Duplexes could be key to solving housing crisis
Developing just a fraction of single-occupancy homes in Australian cities into duplexes would be enough to eliminate the nation's housing shortfall.
AUSTRALIA is falling further behind on its housing supply targets, as experts urge the states to slash restrictions on duplexes and low-rise apartments.
The Committee for Economic Development of Australia on Tuesday called for Australia to allow more medium-density homes to be built in middle-ring suburbs.
The think tank released a report that found that if just one-in-four standalone homes in Sydney, Melbourne, Brisbane, Adelaide and Perth were developed into dual occupancies, it would increase housing supply by nine per cent or nearly a million dwellings.
Economist estimates of Australia’s housing shortfall range from 200,000 to 300,000 homes.
The federal government’s National Housing Accord has set a target of 1.2 million new homes by mid-2029, but current approvals are falling well short of the required run rate.
Building consents fell 6.4 per cent to 15,832 in October, the Australian Bureau of Statistics reported on Tuesday.
That’s below the 20,000 per month rate required to meet the target.
The drop was driven by a 39.2 per cent decline in apartment approvals.
Apartment approvals are particularly volatile and fluctuate wildly each month, but the trend line has barely increased for the past 12 months.
Housing Minister Clare O’Neil said the federal government was slashing red and green tape to speed up approvals.
A “strike team” of bureaucrats established to clear a backlog of housing projects held up by environmental laws had ticked off on 14,000 homes – out of a total of 26,000 – since the government’s economic roundtable in August.
“We have a housing crisis in this country because for 40 years we just haven’t been building enough homes.

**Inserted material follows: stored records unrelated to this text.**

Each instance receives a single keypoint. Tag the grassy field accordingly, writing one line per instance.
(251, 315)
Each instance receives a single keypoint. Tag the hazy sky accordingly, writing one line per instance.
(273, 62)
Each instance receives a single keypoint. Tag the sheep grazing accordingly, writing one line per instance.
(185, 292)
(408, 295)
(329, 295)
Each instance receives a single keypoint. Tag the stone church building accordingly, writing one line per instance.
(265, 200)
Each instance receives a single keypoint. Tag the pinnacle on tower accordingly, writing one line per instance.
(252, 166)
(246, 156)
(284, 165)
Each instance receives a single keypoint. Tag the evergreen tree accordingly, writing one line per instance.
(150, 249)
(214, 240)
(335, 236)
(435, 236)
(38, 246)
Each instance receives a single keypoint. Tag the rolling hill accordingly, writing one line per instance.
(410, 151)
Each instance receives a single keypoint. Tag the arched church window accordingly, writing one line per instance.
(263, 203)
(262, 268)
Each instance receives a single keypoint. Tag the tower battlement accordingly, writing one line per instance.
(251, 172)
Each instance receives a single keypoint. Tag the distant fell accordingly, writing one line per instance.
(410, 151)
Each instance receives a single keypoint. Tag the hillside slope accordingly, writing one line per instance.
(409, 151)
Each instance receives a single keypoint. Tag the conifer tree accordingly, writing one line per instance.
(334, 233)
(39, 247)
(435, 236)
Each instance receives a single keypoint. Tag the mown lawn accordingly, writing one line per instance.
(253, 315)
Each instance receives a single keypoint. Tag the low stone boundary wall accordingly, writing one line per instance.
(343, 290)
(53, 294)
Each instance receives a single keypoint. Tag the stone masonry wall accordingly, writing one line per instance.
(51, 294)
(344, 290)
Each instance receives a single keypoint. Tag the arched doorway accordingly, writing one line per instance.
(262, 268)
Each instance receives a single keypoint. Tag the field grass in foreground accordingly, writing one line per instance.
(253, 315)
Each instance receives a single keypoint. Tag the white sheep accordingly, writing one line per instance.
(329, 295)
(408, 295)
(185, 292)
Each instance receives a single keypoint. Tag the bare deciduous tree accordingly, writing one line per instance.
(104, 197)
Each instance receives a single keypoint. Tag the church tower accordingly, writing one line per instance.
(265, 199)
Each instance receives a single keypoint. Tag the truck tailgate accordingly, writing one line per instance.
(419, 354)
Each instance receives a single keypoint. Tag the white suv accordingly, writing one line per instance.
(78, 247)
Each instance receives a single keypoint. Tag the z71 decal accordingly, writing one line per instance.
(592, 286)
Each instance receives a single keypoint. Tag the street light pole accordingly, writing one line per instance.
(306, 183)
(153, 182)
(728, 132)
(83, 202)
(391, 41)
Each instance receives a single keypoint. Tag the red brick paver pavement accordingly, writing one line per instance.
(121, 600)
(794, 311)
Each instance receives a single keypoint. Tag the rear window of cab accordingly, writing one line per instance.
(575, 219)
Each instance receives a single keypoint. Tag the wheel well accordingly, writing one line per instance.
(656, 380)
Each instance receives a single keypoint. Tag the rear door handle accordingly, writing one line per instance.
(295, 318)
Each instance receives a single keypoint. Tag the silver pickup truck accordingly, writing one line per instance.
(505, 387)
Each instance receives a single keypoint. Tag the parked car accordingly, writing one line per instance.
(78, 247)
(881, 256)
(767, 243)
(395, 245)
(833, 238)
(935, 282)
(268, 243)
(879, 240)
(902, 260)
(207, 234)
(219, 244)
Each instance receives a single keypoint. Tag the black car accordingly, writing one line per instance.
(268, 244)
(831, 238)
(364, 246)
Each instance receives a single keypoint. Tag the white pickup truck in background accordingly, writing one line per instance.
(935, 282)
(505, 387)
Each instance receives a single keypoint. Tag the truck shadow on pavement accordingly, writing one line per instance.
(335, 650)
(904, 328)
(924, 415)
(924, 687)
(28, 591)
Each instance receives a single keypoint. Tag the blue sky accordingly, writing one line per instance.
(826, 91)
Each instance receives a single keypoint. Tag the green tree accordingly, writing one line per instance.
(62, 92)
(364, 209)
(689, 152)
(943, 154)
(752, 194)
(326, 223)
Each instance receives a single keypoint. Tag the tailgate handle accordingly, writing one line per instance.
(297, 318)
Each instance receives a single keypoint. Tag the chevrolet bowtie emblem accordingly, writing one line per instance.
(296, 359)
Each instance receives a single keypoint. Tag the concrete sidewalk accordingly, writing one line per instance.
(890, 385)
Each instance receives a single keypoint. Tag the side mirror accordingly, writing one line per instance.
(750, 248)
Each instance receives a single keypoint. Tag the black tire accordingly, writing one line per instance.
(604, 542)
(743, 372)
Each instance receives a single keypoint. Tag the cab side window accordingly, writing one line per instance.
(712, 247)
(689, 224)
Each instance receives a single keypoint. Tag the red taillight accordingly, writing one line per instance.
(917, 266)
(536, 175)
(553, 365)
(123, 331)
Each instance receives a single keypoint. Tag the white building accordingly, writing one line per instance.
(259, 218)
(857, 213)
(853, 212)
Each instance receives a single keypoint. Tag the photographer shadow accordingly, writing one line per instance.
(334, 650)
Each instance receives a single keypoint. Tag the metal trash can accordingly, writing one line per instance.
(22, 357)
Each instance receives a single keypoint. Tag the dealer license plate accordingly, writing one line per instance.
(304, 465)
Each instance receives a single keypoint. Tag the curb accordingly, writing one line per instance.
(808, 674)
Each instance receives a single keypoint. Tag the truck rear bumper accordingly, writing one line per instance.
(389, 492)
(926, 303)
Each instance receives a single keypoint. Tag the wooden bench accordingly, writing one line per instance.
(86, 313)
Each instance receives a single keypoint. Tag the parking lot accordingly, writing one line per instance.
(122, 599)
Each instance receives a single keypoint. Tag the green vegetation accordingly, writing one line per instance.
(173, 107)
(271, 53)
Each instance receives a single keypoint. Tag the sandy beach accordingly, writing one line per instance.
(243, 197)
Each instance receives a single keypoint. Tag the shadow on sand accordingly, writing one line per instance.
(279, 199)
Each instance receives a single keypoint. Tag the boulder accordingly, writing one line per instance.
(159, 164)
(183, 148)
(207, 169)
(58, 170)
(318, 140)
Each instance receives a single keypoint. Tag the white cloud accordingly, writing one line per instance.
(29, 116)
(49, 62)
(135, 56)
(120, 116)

Speeding up the time it takes for a housing project to get approved is going to make a big difference to that,” Ms O’Neil said.
“It’s simply too hard to build a house in Australia today. There are endless layers of bureaucracy across three levels of government to wade through before builders can lay a brick.”
Efforts to address housing affordability have focused excessively on the extremes of high-rise apartments or large houses on the suburban fringes, CEDA senior economist Danika Adams said.
“But ‘gentle density’ can deliver more housing in middle-ring neighbourhoods where people want to live, while making better use of existing infrastructure and transport networks,” Ms Adams said.
The report urged governments to copy planning reforms undertaken in Auckland nearly a decade ago.
Changes to zoning laws that abolished single family zoning and allowed medium-density housing across three-quarters of the city resulted in an estimated 50 per cent increase in building consents within five years.
House prices were 15 to 27 per cent lower than what they would have been without the reforms.
State governments, particularly in NSW and Victoria, have introduced reforms to streamline approvals processes and allow for increased density around transport hubs.
But Australian cities still rank among the least dense in the world.
Allowing dual occupancies and apartments up to six storeys across a broad swathe of middle-ring suburbs would reduce commute times and improve affordability more effectively than simply allowing for high-density apartments in a select few areas, CEDA found.
On Monday, property research firm Cotality revealed dwelling values grew another one per cent in November, with Brisbane becoming the second Australian city to smash the $1 million median home price barrier.